Doctors in Scarborough change the way they prescribe some medicines – here's what it will mean for you
Doctors in Scarborough and Ryedale will no longer usually prescribe medicines that patients can buy over-the-counter for a range of minor health concerns, including hay fever, coughs and colds, aches and pains and sunburn.h
Patients are instead encouraged to visit their local pharmacy for advice and treatments, something they can do without booking an appointment.
The move aims to free up GP appointment slots for those who need them most.
Some of the products to treat minor, short-term illnesses can be purchased over-the-counter at a lower cost than that which would be incurred by the NHS.
Some medicines are also available from other retail outlets such as supermarkets, convenience stores and health food stores. These are usually general sales list items and can be purchased without advice from a pharmacist.
Clinical Commissioning Groups (CCGs) in Humber, Coast and Vale have adopted new guidance issued by NHS England last year following the results of a public consultation on the prescribing of over-the-counter medicines for minor, short-term health concerns.
The guidance does not affect the prescribing of over-the-counter treatments for long-term conditions or more complex conditions, or where minor illnesses are a symptom or side effect of a more serious condition.

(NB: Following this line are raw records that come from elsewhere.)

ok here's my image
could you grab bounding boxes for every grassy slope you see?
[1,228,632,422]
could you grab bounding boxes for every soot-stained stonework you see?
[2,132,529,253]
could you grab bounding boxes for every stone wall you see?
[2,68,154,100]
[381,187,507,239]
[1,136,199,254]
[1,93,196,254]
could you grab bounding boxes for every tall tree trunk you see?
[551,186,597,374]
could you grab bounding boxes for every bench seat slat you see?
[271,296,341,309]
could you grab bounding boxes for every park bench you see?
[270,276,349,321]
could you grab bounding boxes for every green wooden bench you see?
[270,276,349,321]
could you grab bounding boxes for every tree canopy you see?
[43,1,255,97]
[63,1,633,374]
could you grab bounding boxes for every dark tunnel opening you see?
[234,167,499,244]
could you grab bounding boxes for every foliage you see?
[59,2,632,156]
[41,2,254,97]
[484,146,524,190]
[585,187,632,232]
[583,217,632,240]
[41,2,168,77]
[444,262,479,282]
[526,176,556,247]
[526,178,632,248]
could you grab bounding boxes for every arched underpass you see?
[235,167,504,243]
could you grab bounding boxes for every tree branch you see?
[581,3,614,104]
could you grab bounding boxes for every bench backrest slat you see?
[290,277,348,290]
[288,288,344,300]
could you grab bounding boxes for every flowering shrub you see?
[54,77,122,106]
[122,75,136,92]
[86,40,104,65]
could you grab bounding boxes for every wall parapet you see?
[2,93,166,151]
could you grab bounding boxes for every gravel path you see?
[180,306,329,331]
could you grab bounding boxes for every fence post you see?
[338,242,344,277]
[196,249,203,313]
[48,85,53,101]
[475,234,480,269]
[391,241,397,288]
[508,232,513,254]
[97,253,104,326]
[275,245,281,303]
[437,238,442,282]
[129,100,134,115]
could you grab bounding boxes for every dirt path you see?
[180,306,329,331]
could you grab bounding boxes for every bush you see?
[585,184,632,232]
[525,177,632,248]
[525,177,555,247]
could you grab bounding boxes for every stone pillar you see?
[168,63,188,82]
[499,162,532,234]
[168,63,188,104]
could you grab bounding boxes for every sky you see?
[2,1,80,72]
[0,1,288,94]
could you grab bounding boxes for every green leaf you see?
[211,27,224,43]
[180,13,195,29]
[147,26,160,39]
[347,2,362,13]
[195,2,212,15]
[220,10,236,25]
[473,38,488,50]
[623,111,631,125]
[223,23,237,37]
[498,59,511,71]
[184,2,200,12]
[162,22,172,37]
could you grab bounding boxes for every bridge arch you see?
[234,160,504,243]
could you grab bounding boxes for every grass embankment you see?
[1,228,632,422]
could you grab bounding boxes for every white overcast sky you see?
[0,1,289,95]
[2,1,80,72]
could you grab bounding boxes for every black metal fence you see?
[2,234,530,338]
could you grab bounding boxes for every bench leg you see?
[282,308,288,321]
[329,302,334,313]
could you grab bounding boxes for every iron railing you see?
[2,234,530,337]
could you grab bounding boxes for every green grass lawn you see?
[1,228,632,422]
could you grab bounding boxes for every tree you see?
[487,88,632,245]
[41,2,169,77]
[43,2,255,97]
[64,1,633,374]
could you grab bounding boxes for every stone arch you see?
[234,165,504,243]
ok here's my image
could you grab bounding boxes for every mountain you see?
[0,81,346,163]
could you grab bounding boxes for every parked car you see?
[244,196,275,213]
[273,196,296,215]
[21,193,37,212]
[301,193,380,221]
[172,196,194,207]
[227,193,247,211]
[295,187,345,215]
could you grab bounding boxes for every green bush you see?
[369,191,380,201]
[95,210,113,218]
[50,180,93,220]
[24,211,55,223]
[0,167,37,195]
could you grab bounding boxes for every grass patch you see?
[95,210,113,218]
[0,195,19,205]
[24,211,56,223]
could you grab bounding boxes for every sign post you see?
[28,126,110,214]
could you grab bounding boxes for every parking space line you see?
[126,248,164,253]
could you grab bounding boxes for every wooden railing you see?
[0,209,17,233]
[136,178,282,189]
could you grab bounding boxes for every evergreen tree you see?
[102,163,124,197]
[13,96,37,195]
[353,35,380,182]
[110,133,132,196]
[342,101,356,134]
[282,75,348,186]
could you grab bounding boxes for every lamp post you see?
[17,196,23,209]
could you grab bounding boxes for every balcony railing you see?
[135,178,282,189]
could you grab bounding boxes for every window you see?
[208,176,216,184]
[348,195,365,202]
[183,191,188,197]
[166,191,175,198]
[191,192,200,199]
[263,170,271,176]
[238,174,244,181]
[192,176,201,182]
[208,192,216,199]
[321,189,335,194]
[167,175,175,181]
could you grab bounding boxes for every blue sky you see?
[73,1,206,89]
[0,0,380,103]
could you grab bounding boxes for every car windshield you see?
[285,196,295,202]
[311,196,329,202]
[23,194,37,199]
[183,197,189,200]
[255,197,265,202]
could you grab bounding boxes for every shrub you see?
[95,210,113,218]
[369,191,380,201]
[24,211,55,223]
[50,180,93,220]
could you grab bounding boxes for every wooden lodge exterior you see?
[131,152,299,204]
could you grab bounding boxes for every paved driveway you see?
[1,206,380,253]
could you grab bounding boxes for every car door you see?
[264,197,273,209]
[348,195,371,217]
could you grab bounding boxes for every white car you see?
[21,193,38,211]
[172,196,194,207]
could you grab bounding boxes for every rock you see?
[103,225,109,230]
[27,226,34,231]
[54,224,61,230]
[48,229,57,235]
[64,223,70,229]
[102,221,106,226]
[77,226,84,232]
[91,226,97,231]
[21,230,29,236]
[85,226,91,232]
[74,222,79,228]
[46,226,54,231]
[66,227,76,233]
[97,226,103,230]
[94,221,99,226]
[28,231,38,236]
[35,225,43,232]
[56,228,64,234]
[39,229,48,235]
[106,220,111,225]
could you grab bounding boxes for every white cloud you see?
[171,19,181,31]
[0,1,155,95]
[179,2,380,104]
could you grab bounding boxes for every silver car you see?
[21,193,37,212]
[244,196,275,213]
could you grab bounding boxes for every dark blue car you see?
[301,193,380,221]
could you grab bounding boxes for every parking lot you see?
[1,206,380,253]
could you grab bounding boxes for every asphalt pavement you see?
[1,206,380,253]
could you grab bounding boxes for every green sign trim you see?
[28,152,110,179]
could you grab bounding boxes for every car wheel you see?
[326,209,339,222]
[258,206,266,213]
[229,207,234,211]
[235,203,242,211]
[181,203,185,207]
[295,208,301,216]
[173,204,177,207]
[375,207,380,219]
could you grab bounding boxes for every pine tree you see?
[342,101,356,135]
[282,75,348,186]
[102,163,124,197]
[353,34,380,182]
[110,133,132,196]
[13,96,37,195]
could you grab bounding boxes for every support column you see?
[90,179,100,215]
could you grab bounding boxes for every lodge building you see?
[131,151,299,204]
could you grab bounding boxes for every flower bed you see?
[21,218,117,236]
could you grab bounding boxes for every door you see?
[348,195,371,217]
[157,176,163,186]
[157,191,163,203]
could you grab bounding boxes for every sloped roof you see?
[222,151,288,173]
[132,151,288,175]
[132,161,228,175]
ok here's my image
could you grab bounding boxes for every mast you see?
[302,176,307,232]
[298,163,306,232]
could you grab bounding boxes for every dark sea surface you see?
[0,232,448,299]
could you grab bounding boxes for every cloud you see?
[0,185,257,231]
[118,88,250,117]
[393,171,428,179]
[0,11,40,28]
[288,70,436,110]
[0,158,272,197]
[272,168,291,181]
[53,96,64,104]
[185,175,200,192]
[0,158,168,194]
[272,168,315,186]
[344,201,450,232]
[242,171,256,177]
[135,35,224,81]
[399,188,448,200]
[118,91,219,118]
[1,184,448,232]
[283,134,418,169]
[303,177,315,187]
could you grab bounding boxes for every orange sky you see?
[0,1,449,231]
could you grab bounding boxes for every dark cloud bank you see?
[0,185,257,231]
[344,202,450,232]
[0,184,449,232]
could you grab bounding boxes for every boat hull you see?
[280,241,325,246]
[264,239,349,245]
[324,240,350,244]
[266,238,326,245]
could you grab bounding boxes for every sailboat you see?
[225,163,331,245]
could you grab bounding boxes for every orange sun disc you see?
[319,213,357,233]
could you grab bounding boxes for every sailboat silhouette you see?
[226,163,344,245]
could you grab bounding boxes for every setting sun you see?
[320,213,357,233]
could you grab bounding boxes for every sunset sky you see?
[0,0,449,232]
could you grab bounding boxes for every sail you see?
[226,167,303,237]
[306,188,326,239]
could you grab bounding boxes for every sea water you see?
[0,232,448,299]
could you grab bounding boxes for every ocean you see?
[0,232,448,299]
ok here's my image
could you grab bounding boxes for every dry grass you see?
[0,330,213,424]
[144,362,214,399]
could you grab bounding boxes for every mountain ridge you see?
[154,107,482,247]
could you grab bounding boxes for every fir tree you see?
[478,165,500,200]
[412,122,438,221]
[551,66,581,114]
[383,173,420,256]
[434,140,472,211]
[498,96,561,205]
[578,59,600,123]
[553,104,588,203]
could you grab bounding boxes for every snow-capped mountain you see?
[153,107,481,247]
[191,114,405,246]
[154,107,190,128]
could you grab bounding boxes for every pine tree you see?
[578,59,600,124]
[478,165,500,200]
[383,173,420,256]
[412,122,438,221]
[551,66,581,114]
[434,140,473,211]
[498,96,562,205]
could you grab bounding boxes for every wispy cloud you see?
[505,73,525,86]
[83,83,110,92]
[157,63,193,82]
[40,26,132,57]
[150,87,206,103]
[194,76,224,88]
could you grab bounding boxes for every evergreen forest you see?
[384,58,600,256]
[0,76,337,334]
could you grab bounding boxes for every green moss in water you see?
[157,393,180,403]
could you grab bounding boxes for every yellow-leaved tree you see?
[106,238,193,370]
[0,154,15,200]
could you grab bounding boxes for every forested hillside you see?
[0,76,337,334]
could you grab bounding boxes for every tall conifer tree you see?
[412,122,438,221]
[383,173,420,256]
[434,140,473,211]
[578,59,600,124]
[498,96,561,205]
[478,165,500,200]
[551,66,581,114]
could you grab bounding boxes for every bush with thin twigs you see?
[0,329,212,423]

The NHS spends around £136 million a year on prescriptions for medicines which could otherwise have been bought over-the-counter. By reducing the amount of money the NHS spends on over-the-counter medicines, the NHS can give priority to treatments for people with more serious conditions such as cancer, diabetes and mental illness.
Dr Phil Garnett, NHS Scarborough and Ryedale CCG Clinical Chair, said: “Our NHS services are precious and by buying medicines over-the-counter for minor health concerns from your local pharmacy or supermarket, rather than obtaining them on prescription, we can make more efficient use of NHS resources and free up more GP appointments for people who need them most.
“Having home remedies to hand ensures people can self-manage minor illness or injury. Medicines to keep in stock include pain relief tablets, antiseptic cream, cough remedies and antihistamines.”
Alex Seale, Senior Responsible Officer for Planned Care at the Humber, Coast and Vale Health and Care Partnership, said: “CCGs in Humber, Coast and Vale are working in partnership to ensure their populations are aware of the prescription changes happening nationally within the NHS.
“Empowering the public to self-manage minor conditions or injuries by buying products over-the-counter is a positive behavioural change we need to embed into our communities to ensure NHS resources are used effectively.”